Mitrovic, who has been sentenced under a second instance verdict to twenty years in prison for aiding the execution of the Srebrenica genocide, didn’t respond to questions out of fear of self-recrimination.
Upon the advice of his legal advisor Vesna Tupajic-Skiljevic, Mitrovic didn’t disclose the full name of the military unit he belonged to and also declined to describe the actions which resulted in his guilty verdict.
Prosecutor Ibro Bulic provided Mitrovic’s second instance verdict as evidence to the court. Mitrovic, a former member of the Second Special Police Squad of Sekovici, was convicted in 1999 for his involvement in the mass killing of approximately 1000 men in the Kravica agricultural cooperative in the municipality of Bratunac.

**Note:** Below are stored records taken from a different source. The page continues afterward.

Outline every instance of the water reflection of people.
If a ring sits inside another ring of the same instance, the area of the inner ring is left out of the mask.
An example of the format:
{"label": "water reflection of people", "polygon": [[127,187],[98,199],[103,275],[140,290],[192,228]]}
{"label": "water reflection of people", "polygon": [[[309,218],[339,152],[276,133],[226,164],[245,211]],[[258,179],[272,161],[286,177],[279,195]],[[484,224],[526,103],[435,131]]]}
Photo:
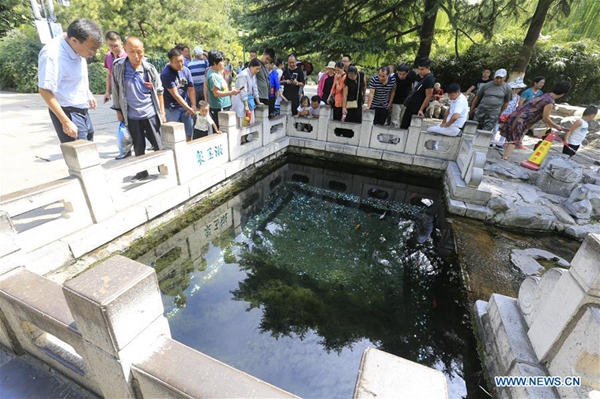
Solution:
{"label": "water reflection of people", "polygon": [[[410,204],[414,206],[423,206],[423,200],[425,199],[425,197],[413,193],[410,197]],[[415,215],[415,230],[413,236],[408,241],[408,245],[416,246],[417,244],[423,244],[431,237],[436,217],[435,209],[432,205],[433,204]]]}

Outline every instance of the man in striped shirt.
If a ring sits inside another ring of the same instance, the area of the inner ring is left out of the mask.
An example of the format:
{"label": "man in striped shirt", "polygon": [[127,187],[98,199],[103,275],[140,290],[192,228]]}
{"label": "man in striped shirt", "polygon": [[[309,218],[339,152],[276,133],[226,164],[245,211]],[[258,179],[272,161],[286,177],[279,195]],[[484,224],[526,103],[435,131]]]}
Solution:
{"label": "man in striped shirt", "polygon": [[204,78],[208,69],[208,60],[204,56],[204,50],[200,46],[194,47],[194,54],[194,59],[188,64],[188,69],[192,73],[196,101],[200,102],[204,100]]}
{"label": "man in striped shirt", "polygon": [[375,110],[374,125],[384,125],[396,94],[396,78],[387,66],[379,68],[379,73],[371,78],[369,90],[366,108]]}

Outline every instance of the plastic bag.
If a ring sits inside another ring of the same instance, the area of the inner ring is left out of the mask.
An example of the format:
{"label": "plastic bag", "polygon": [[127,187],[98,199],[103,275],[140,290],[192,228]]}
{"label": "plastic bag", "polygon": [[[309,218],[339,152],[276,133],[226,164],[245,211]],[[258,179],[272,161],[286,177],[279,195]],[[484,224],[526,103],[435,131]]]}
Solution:
{"label": "plastic bag", "polygon": [[133,139],[131,138],[131,134],[129,134],[129,129],[125,125],[125,122],[119,123],[119,131],[117,133],[117,140],[119,142],[119,156],[127,154],[131,151],[131,146],[133,145]]}

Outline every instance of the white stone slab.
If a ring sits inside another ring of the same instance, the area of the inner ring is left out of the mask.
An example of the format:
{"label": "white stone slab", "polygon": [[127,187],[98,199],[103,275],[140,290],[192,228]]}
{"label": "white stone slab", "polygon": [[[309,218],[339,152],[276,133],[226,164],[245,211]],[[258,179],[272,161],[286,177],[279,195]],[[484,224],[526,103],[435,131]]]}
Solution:
{"label": "white stone slab", "polygon": [[367,348],[363,353],[354,399],[446,399],[446,377],[438,370]]}

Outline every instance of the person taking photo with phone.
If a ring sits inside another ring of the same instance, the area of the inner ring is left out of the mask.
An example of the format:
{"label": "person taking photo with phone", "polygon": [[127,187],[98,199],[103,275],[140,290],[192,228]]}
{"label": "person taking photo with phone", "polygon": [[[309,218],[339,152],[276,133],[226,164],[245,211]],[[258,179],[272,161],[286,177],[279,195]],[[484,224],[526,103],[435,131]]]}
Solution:
{"label": "person taking photo with phone", "polygon": [[294,54],[290,54],[288,57],[288,67],[281,75],[281,84],[283,85],[283,97],[292,103],[292,115],[298,114],[300,88],[304,86],[304,73],[296,64]]}

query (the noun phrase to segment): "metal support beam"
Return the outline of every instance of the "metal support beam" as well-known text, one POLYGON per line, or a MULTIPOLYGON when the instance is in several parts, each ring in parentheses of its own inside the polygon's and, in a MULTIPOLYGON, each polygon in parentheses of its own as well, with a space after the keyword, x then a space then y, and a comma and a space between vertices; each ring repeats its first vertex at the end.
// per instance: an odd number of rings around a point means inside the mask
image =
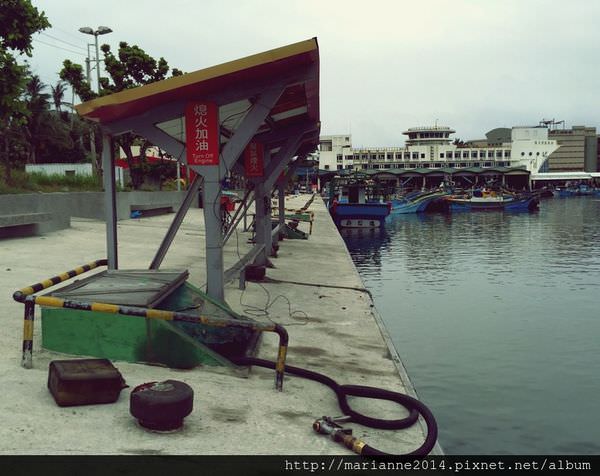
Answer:
POLYGON ((248 142, 254 137, 260 125, 277 103, 284 89, 285 86, 283 85, 267 89, 257 98, 233 137, 223 147, 219 165, 193 167, 197 173, 204 176, 202 196, 204 225, 206 228, 206 292, 218 301, 225 300, 221 180, 237 162, 248 142))
POLYGON ((182 158, 185 158, 185 145, 179 142, 174 137, 167 134, 162 129, 158 127, 148 124, 141 123, 136 124, 133 123, 133 131, 136 134, 139 134, 150 142, 152 142, 155 146, 160 147, 162 150, 166 151, 168 154, 175 157, 177 160, 185 161, 182 158))
POLYGON ((229 240, 229 238, 231 237, 231 235, 237 228, 238 224, 242 220, 242 217, 244 217, 246 215, 248 208, 250 208, 250 204, 252 203, 253 198, 254 198, 254 197, 252 197, 252 198, 250 197, 252 192, 253 192, 252 189, 246 190, 246 194, 244 195, 242 203, 240 204, 240 206, 238 207, 238 209, 235 212, 235 215, 231 219, 231 226, 225 233, 225 237, 223 238, 223 244, 227 243, 227 241, 229 240))
POLYGON ((269 264, 268 256, 271 250, 271 198, 266 193, 263 182, 257 182, 254 186, 254 208, 255 208, 255 239, 257 245, 264 245, 254 264, 258 266, 267 266, 269 264), (267 225, 269 226, 267 233, 267 225))
MULTIPOLYGON (((276 86, 284 88, 290 84, 302 82, 303 80, 314 76, 314 68, 315 66, 311 66, 308 69, 303 66, 301 68, 292 69, 281 76, 275 85, 273 85, 271 82, 271 78, 259 81, 244 81, 243 84, 228 88, 226 91, 219 91, 218 93, 214 94, 206 94, 202 97, 202 99, 205 101, 213 101, 219 106, 231 104, 249 97, 262 95, 266 91, 267 87, 271 88, 276 86)), ((121 119, 119 121, 107 124, 107 130, 113 135, 123 134, 124 132, 134 130, 135 126, 139 124, 158 124, 182 117, 188 101, 189 99, 182 99, 169 104, 153 107, 147 112, 144 112, 138 116, 128 117, 126 119, 121 119)))
POLYGON ((279 195, 279 231, 283 232, 284 227, 285 227, 285 182, 284 181, 279 181, 277 183, 277 193, 279 195))
POLYGON ((177 234, 177 231, 179 230, 179 227, 181 226, 185 215, 190 209, 190 206, 192 205, 194 199, 198 196, 198 190, 200 189, 201 184, 202 177, 200 175, 196 175, 194 177, 194 180, 190 184, 190 188, 185 194, 185 198, 179 206, 179 210, 177 210, 177 213, 175 214, 175 217, 173 218, 173 221, 171 222, 171 225, 169 226, 169 229, 167 230, 167 233, 163 238, 162 243, 158 247, 158 250, 154 255, 154 259, 152 260, 152 263, 150 263, 150 269, 160 268, 160 265, 165 259, 167 251, 169 251, 169 247, 171 246, 171 243, 173 243, 175 235, 177 234))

Tupajic-Skiljevic said that Mitrovic has filed an appeal at the Constitutional Court of Bosnia and Herzegovina, on the grounds that he was denied the right to a fair trial.
Mitrovic said he didn’t know enough about Goran Saric, and said that he had only met him three times.
“I saw him once in Sekovici in 1994, at the parade. He was commander of the special units,” Mitrovic said. Mitrovic said he was a police officer in those units.
Saric has been charged with ordering police forces to participate in the search, disarmament, and forcible relocation of women, children, and the elderly. He is also charged with separating men and boys who would later be killed in the area of Srebrenica.
According to the indictment, Saric ordered police officers to guard the road between Bratunac and Konjevic Polje and capture men and boys who were trying to escape the protected zone of Srebrenica through the woods.
The trial will continue on March 16.